Table 1. Acute schistosomiasis with Schistosoma mekongi: clinical and laboratory data
|Treatmenta|| || || ||PZQ||Steroids||PZQ|| |
|Abdominal pain||−|| ||−||−||+||−||−|
|Eosinophil count (n/μL)|| ||1,929||8,290|| ||15,530||1,160||500|
|IgE (IU/μL)|| ||n/a||593|| ||472||395||n/a|
|Schistosoma ab IHA|| ||n/a||n/exe|| ||n/exe||n/exe||1/320|
|Schistosoma ab ELISA|| ||n/a||−|| ||+||+||+|
|S mekongi PCR; feces|| ||n/a||+|| ||n/a||n/a||−|
|Schistosoma sp. PCR; serum|| ||n/a||−c|| ||−c||+||−|
|Eggs in feces (epg)|| ||−||50|| ||n/a||−||−|
|Trichinella ab ELISA|| ||n/a||+b|| ||+b||−||−|
|Pf HRP-2 Ag test|| ||n/a||+b|| ||+b||+†||−|
Two serum antischistosome antibody tests were performed at the initial and the subsequent visits: an in-house enzyme-linked immunosorbent assay (ELISA) using a Schistosoma mansoni antigen (mixture of egg and adult worm extract), and an indirect hemagglutination inhibition assay (IHA), using a S mansoni adult worm extract (ELI.H.A Schistosoma, ELITech Group, Puteaux, France), with titration and cut-off at 1/80 (positive at ≥1/160). Up to 15 weeks after exposure (D105), the IHA could not be interpreted because of the presence of antibodies reacting with sheep RBC in the patient's serum. The result of schistosome ELISA antibody test was negative at the first visit (D60), while that of the Trichinella antibody test and the malaria HRP-2 antigen test were positive. Blood smear and polymerase chain reaction (PCR) for malaria, as well as the Plasmodium falciparum antibody test, were all negative. At D60, microscopy after enrichment for ova and parasites revealed 50 ova of S mekongi per gram of feces (Figure 1).
To confirm species identification, real-time PCR and conventional PCR followed by sequence analysis were performed on a fecal sample on D60 and D225. DNA was extracted using a QIAamp DNA stool mini kit (Qiagen). Sequencing of the real-time PCR product and of the complete Internal Transcribed Spacer (ITS) rRNA region amplified by the conventional PCR demonstrated the presence of S mekongi DNA. The 733 bp sequence amplified using the ITS4 and ITS5 primers was identical to S mekongi from GenBank (accession number U82284 and SMU22169) with the exception of a single base pair transition.

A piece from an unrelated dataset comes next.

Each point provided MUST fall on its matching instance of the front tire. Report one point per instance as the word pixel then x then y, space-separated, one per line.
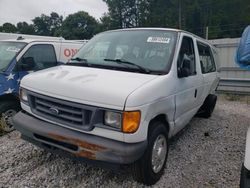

A real-time PCR using the Sm1-7 PCR test targeting the 121-bp tandem repeat sequence common to human schistosomes[4, 5] revealed cell-free schistosome DNA in serum at D105 but not at D60, D72, and D225 (Table 1). Instead of using 10 mL of plasma as in the original setup, DNA extraction was performed on 1.5 mL of serum on D60 and D72 and on 2 mL of serum on D105 and D225, quantities that proved to be sufficient in S mansoni infections.[4, 6]
The patient was given a single dose of praziquantel at D69, when symptoms had already subsided for 2 weeks. He declined concomitant corticosteroid treatment but was warned of a possible exacerbation of symptoms. He consulted 3 days later (D72) because of high-grade fever, severe and blood-stained diarrhea, abdominal colics, and some cough, starting a few hours after praziquantel ingestion. By that time the eosinophil count increased to 15.350/µL and the schistosome ELISA antibody test had turned positive. The patient was treated with oral corticosteroids (methylprednisolone 32 mg o.d. gradually tapering to nil in 14 days). Symptoms disappeared promptly after the first dose and never reappeared. At a control visit at D105, the patient was asymptomatic, eosinophil count had lowered dramatically, and a stool sample was negative for S mekongi eggs. A second treatment with praziquantel was given. No symptoms appeared thereafter. At a control visit 6 months later (D225), the eosinophil count had returned to normal, and PCR was negative both in feces and serum.
His companion had bathed at the same spot in the Mekong River, but never developed symptoms. A schistosome antibody test taken elsewhere 3 months after exposure showed a positive result, and she was reportedly treated without developing symptoms.